Tax on mental health counselling creates barrier to services, say advocates
Groups have lobbied government in vain for years to get rid of HST on counselling

If governments want to improve access to qualified mental health counselling, they should stop taxing the services, say licensed counselling therapists in the province.
In fact, therapists across the country have been asking the federal government for years to stop adding HST to their fees. They say it makes the services more expensive for those seeking help and extra work for those providing it.
"This is an easy fix," says Nancy Cusack, a licensed counselling therapist who operates a private clinic in Saint John. "There's HST and they can just take it away."
She said the tax is "just another barrier that people with mental health issues have to face when they're trying to access the service."
Mental health-care reform has been much discussed in New Brunswick since the death of Lexi Daken in February.
The 16-year-old went to the emergency room at a Fredericton hospital and asked for mental health help. After waiting for eight hours, she left without getting any mental health interventions. She died by suicide a week later.
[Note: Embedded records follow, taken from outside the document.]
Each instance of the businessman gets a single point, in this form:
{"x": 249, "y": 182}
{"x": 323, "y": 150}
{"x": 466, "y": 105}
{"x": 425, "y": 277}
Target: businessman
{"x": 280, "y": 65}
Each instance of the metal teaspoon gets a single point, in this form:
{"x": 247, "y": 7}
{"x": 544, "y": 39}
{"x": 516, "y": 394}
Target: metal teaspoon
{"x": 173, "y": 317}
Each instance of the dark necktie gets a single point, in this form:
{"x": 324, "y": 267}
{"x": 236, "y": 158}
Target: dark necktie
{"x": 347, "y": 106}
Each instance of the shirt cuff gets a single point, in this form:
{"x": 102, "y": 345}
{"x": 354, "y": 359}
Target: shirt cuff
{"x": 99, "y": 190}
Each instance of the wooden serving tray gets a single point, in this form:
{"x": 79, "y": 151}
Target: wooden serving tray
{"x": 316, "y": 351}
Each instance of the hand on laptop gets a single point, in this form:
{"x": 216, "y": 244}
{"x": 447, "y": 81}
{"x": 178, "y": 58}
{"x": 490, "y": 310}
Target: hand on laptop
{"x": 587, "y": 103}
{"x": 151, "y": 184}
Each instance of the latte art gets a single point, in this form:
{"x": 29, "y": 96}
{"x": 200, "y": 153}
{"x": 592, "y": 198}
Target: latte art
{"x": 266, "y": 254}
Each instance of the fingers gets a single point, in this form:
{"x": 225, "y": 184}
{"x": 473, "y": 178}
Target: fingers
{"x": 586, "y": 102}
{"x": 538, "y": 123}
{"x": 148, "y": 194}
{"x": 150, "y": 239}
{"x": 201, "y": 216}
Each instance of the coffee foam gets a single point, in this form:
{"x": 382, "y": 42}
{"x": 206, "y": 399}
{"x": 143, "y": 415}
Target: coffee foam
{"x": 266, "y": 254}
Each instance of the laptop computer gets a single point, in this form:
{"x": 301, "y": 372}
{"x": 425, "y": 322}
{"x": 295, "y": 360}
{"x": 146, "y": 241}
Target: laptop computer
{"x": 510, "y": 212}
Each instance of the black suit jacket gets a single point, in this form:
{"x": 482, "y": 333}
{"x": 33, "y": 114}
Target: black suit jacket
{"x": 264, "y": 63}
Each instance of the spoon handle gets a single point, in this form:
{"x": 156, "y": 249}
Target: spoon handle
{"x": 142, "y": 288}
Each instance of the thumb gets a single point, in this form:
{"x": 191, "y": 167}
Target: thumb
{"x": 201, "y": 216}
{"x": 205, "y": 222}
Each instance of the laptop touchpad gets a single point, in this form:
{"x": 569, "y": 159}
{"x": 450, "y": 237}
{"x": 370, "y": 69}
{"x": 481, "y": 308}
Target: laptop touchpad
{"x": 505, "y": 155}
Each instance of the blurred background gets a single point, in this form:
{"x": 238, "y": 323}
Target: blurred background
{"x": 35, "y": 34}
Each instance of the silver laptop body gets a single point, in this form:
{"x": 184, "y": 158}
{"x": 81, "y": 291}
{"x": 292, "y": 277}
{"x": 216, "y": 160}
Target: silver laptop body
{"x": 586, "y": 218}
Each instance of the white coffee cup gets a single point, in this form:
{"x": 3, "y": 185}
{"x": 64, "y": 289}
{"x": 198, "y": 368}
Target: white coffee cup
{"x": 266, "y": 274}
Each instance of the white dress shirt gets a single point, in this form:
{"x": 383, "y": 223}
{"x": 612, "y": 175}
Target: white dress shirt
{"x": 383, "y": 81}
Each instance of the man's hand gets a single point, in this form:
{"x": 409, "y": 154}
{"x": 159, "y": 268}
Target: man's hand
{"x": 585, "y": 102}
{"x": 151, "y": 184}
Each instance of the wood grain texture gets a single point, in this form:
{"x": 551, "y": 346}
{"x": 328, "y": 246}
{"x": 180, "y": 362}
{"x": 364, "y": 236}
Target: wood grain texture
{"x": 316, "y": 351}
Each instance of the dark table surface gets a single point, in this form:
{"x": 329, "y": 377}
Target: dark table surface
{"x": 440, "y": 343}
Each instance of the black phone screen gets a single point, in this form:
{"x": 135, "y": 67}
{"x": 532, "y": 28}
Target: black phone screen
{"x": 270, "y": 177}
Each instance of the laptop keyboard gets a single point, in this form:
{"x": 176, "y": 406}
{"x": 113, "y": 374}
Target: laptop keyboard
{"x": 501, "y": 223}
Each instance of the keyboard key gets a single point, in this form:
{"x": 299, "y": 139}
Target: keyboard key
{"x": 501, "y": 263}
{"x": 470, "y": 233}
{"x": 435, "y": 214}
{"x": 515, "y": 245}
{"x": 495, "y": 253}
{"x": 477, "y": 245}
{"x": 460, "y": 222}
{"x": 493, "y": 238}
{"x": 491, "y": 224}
Her death sparked widespread debate over the gaps in the mental health care system. Health Minister Dorothy Shephard quickly acknowledged that the system was broken and vowed to fix it.
She asked the province's two health authorities to come up with recommendations and last week she promised to implement 21 of those within this fiscal year.
With the added pressures of the pandemic, Cusack said New Brunswickers need access to mental health care now more than ever.
She said the added 15 per cent sometimes means the difference between accessing mental health services and going without — or seeking help from an unlicensed counsellor.
Cusack said it's particularly frustrating because other licensed professionals, like psychiatrists and psychologists, don't have to pay.
Nor do unlicensed counsellors.

"An individual could see an untrained person referring to themselves as a counsellor, who would not charge HST and has a very reasonable price."
The problem, she said, is that they are not regulated and do not have to "follow an ethical code, creating a dangerous situation. The public is not usually aware of this."
Licensed counselling services are regulated in five provinces, including New Brunswick, where the College of Licensed Counselling Therapists of New Brunswick oversees the profession.
In New Brunswick, a licensed counsellor's training must include a minimum of a master's degree in counselling. The college did not respond to attempts to ask followup questions.
Cusack said those in the industry can call themselves counsellors with less training and education, but they cannot call themselves "licensed counselling therapists," unless they have a master's degree and are registered by the college."
Those who are licensed, however, are required to pay HST.
"They shouldn't have to pay tax on something that should be a health care service," insists Cusack.
Many in the profession across the country agree.
Barbara MacCallum, CEO emerita of the Canadian Counselling and Psychotherapy Association, represents 9,400 counsellors across the country.
"You don't just go to a counsellor once," she said.
Clients often require many sessions over months or years and the extra cost adds up over time, "so any barrier that can be removed at this point in time … would help," she said.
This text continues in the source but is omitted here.